Dziadek był trochę wycofany. Zbyszek mówił bardzo piękną polszczyzną. My z Jolą miałyśmy słowotok, a on słuchał. Jak coś powiedział, to były same mądre rzeczy. Taki trochę obserwator.  


Na ile dziadek Zbyszek włączył się w badania Jolanty Wadowskiej-Król? 

Cała rodzina jej pomagała. Zbyszek i Stasia, czyli jej mama, przepisywali badania na czysto. Mam do dzisiaj taki Excel zrobiony na 5000 nazwisk. On był zaangażowany w domu, bo ona cały czas pracowała. To trwało rok. Potem włączały się inne organizacje. Jola nie miała żadnych możliwości badania tych dzieci w swojej przychodni, więc wszystkie badania przesłała do laboratorium. Z laboratorium wyniki szły do prof. Hager-Małeckiej do Zabrza, która przejmowała pacjentów. Jola później koordynowała wyjazdy dzieci do sanatoriów. 


Władze uczelni nie dopuściły pracy doktorskiej do obrony i publikacji wyników. Jak ona to zniosła?

Nigdy nie usłyszałam od Joli, żeby się załamała. Zawsze mówiła, że ma dla kogo żyć. Miała gotowy i opracowany temat, badania zrobione w przepięknym stylu i nagle negatywna ocena doktoratu oraz zakaz publikacji wyników. Mam skończonych pięć kierunków. Gdyby ktoś mi powiedział, że dwa lata mojej pracy poszły na marne, to byłaby dla mnie tragedia. Nie wiem, jakbym się zachowała. Ona to zostawiła. Była lekarką bez doktoratu. Leczyła dalej.


Haftowaniem się zajęła. Dobrze pamiętam czy to jakiś żart? 

To nie jest żart. Myślę, że kiedyś zrobię wystawę jej prac. Nie wiem, czy Jola byłaby szczęśliwa z tego powodu. Haftowała krzyżykami. Jak się wchodzi do jej domu, w salonie jest około siedemdziesiąt obrazów zrobionych z krzyżyków. 


Jak pani myśli, co by było, gdyby babcia w dzisiejszych czasach odkryła zagrożenie o podobnej skali? 
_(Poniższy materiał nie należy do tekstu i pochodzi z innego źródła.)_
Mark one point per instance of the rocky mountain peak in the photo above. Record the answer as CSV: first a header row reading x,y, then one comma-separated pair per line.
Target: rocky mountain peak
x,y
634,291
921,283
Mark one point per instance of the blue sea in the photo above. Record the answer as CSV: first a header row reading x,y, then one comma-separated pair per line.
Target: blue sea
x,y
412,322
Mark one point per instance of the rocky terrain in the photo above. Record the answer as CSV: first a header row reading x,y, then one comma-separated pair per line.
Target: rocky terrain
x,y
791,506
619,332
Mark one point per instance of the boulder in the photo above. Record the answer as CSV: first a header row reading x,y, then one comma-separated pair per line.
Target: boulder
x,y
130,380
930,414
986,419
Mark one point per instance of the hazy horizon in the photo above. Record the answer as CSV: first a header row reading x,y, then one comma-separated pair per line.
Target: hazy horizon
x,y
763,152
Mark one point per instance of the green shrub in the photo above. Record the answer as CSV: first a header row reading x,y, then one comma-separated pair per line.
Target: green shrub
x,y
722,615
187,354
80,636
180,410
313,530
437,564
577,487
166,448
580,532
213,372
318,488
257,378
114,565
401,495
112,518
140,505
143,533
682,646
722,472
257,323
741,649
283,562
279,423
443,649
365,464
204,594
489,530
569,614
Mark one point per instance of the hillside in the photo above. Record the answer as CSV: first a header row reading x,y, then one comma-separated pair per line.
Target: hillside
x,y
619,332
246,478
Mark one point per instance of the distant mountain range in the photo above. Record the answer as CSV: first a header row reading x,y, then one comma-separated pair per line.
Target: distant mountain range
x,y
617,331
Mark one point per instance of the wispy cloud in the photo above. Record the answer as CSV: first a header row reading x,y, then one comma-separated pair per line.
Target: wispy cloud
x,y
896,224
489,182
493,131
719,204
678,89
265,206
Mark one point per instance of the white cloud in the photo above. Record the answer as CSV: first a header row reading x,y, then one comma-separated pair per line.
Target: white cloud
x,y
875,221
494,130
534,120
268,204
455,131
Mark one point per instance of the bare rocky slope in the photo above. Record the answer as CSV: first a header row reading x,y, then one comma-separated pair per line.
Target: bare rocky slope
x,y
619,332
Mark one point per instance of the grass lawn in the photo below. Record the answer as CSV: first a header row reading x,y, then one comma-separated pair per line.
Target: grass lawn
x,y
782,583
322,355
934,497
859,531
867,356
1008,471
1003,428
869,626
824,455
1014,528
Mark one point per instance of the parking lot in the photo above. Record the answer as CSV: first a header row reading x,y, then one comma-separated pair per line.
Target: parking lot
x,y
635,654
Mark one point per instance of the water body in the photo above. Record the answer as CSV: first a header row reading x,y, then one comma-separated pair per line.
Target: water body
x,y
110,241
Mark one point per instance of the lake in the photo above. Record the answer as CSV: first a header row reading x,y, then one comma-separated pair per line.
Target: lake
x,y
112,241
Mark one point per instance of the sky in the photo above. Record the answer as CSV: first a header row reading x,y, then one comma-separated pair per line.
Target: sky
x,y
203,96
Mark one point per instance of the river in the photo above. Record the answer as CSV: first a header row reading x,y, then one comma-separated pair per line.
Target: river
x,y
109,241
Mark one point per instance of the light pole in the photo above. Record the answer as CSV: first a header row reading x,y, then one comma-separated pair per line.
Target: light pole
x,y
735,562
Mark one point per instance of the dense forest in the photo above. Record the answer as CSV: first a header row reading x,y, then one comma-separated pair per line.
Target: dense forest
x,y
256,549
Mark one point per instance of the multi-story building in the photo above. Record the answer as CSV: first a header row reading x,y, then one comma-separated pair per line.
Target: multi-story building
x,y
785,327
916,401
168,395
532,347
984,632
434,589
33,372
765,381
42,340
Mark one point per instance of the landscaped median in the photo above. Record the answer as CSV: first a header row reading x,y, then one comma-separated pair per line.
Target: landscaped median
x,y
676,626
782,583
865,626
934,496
Nie wiem. Wyobraźmy sobie czysto hipotetyczną sytuację, że odnaleźli coś w Szopienicach, w glebie, a tam nowe bloki budują. Może poszłoby to do jakiś programów typu „Uwaga”, a oni zrobiliby ogromną aferę. 


Czy wynika to z większej świadomości ludzi? 

Myślę, że wynika to z dużej ilości alternatyw w obecnych czasach. Wtedy nie było ich wcale. Co by się stało, gdyby zamknęli hutę? Co stałoby się z tymi ludźmi? Z drugiej strony, po prostu nikt nie wiedział, co się dzieje. Dzieci były chorowite, z anemią. Nie było świadomości zagrożeń. Władza ówczesna też miała swoje sposoby. Wszyscy się bali wychylać. Nie było wolności. Jedynym pracodawcą była ta huta. Strasznie ciężka sytuacja. Jola kazała tym ludziom wyprowadzać się, a oni tutaj mieli pracę. Sama nie wiem, jak bym się zachowała, gdybym pracowała w hucie i  miała dobrą pensję. To była taka trochę prestiżowa praca. I nagle przychodzi jakaś lekarka i mówi, że mi trują dziecko. Nie wiem, czy bym uwierzyła. Babcia odbyła 5 tysięcy rozmów… Podobno też załatwiała nauczycieli do tych sanatoriów, do których pojechały dzieci. Jej działania doprowadziły do wyburzenia budynków wokół huty. Rodziny dostały nowe mieszkania. 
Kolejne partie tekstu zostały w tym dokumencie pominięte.